Mihir recalled “a day forever imprinted on my mind, Friday 30, May 1980….on the Piccadilly Line. I had just left the offices of the Sunday Times thinking of then going the next day to Taunton to report on Somerset v Middlesex, a match that had assumed tremendous significance. The word was that Ian Botham, who played for Somerset, would take over from Mike Brearley as England captain.

“The Tube was packed and I was standing holding onto the straps. As the train stopped at Holborn, a skinhead who had been sitting, got up, and as he left the train, smacked me in the face with his fist as if he was swatting a fly. The force with which he did it made my glasses fly across the compartment. As I bent down to gather them up, the rest of the passengers neither said nor did anything as if they were in the cinema watching a film.”

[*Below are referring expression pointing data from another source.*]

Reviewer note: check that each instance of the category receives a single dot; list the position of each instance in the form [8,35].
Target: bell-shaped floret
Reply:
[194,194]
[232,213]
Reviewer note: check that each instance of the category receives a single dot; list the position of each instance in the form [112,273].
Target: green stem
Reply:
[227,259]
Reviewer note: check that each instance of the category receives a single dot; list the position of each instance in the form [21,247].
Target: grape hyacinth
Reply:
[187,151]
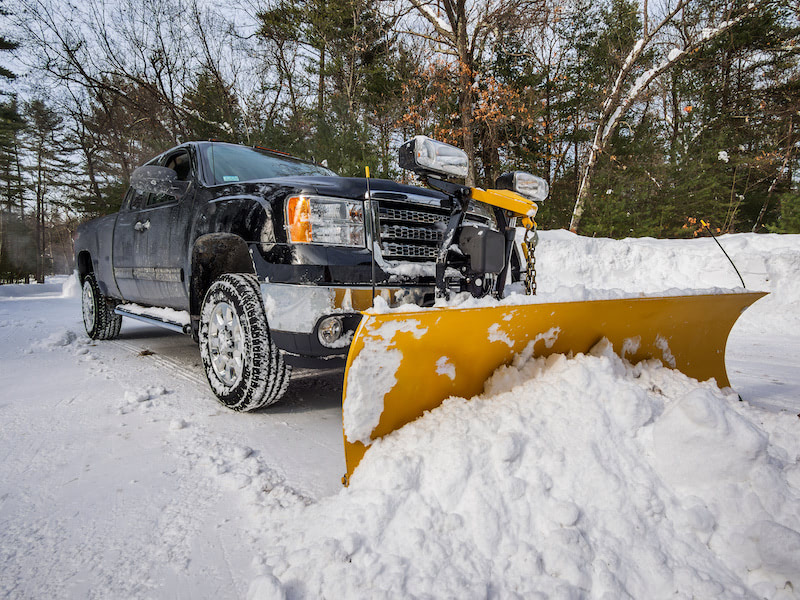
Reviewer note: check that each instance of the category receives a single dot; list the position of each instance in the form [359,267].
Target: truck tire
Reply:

Suella Braverman, who will never be elected Tory leader by the current membership of the Tory party, should know better than to encourage Farage: “I would welcome Nigel into the Conservative party. There’s not much difference really between him and many of the policies that we stand for. We are a broad church, we should be a welcoming party and an inclusive party and if someone is supportive of the party, that’s a precondition, and they want Conservatives to get elected then they should be welcomed.”

There is a world of difference between Farage and One Nation Tories such as John Major and David Cameron. It is up to the voters of Clacton to show whether they identify with Farage’s brand of politics.